En France, chacun est libre de croire en ce qu’il veut et même de préférer des cristaux, la prière ou des fleurs de Bach à la chirurgie cancérologique pour se soigner. Résultat: «Il suffit de parcourir Internet pour voir le nombre de pseudo-praticiens qui exercent en dehors de tout cadre réglementé, se désole Laure Telo. Ils touchent les moins bien informés, les plus vulnérables, à qui ils ôtent tout discernement en promettant des traitements miraculeux.»

«Aujourd’hui, personne n’est capable de dire combien il y a de pseudo-thérapeutes en France»

Samir Khal­faoui, conseiller auprès de la Miviludes (Mission interministérielle de vigilance et de lutte contre les dérives sectaires)

«Il ne se passe pas une semaine sans que l’ordre des médecins ne porte plainte pour exercice illégal de la médecine», confie au Figaro le Dr Patrick Bouet, président du Conseil national de l’ordre des médecins. Car si chacun est libre de croire ce qu’il veut, seul les médecins peuvent établir des diagnostics et des traitements. Ou plus exactement les docteurs en médecine inscrits à l’Ordre des médecins le peuvent. Ceux qui ne le sont pas ou ont été radiés, n’en ont pas le droit, sous peine de poursuites pour exercice illégal de la médecine.

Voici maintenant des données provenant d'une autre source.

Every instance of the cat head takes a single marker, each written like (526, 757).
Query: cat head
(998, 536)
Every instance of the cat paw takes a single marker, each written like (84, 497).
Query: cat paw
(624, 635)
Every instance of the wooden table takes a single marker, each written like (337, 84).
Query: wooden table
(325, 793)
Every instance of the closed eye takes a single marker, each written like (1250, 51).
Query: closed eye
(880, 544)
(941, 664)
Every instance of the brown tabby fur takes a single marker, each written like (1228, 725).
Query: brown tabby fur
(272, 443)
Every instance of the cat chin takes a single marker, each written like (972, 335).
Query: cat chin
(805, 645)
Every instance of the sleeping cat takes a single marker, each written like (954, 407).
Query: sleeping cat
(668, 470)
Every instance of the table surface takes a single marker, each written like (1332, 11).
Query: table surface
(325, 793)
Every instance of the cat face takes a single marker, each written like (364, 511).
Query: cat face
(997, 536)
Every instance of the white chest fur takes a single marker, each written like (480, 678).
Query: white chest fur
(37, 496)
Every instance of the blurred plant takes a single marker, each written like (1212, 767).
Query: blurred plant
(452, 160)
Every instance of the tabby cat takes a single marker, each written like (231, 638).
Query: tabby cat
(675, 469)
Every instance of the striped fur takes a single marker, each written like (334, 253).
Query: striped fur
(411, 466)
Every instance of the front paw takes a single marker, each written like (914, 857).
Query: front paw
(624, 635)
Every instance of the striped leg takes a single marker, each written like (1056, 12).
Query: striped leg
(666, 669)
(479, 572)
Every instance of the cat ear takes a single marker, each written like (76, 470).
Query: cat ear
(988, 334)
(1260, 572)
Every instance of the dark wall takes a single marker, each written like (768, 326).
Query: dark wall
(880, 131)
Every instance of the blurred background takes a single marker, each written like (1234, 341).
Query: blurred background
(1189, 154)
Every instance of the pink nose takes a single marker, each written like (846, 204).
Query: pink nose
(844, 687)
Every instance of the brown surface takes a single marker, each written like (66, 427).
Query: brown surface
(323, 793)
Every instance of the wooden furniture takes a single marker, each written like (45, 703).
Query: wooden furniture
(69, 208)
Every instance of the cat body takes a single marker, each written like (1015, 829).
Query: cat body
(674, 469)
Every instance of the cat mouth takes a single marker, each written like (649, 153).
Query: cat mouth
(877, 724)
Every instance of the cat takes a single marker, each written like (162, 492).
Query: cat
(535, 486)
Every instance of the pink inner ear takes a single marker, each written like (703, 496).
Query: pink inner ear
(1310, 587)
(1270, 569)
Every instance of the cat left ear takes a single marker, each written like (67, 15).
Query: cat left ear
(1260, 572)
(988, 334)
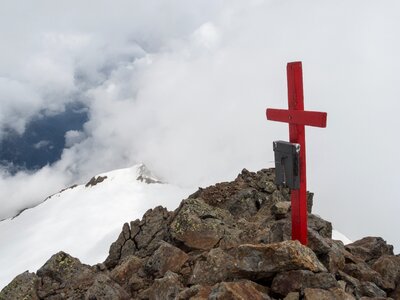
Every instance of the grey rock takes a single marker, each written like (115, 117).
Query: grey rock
(24, 286)
(298, 280)
(106, 289)
(166, 258)
(370, 248)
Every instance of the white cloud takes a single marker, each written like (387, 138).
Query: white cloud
(183, 87)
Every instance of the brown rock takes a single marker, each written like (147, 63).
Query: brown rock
(114, 253)
(292, 296)
(324, 228)
(166, 258)
(106, 289)
(65, 274)
(153, 228)
(370, 289)
(334, 260)
(280, 209)
(24, 286)
(195, 292)
(124, 271)
(389, 267)
(317, 243)
(267, 259)
(363, 272)
(165, 288)
(369, 248)
(360, 289)
(216, 267)
(298, 280)
(331, 294)
(239, 290)
(199, 225)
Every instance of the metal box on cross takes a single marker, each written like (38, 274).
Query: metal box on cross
(297, 118)
(287, 168)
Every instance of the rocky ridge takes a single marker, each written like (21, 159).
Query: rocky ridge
(227, 241)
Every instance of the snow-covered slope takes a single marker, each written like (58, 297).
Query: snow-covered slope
(82, 221)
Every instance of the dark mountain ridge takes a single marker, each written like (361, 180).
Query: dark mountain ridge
(227, 241)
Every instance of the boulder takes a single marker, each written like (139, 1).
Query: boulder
(65, 274)
(24, 286)
(166, 258)
(216, 266)
(331, 294)
(389, 268)
(106, 289)
(239, 290)
(166, 288)
(265, 260)
(370, 248)
(363, 272)
(298, 280)
(200, 226)
(123, 272)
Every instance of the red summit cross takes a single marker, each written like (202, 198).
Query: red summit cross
(297, 118)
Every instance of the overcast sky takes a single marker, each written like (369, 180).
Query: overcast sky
(183, 85)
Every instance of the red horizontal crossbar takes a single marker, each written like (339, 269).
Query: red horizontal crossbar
(300, 117)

«Toute dérive thérapeutique n’est pas forcément sectaire, précise Samir Khalfaoui, conseiller auprès de la Miviludes (Mission interministérielle de vigilance et de lutte contre les dérives sectaires), et si vous allez voir quelqu’un qui fait du reiki, ça n’est pas forcément un gourou. Malheureusement, ça peut dériver s’il essaie de vous faire adhérer à un nouveau mode de pensée, une croyance, ou vous suggère d’acheter une machine à 1000 euros pour vous débarrasser des mauvaises ondes.»

«Aujourd’hui, personne n’est capable de dire combien il y a de pseudo-thérapeutes en France, souligne Samir Khalfaoui, on n’a pas encore pris dans ce pays la mesure du danger que représentent ces pratiques de soins non conventionnelles. À ce terme employé par le ministère de la Santé, nous, on préfère parler de dérives thérapeutiques.» Il est vrai que la Miviludes n’ignore pas le problème: elle traite entre 2500 et 3000 signalements par an. Et ce n’est que la partie émergée de l’iceberg.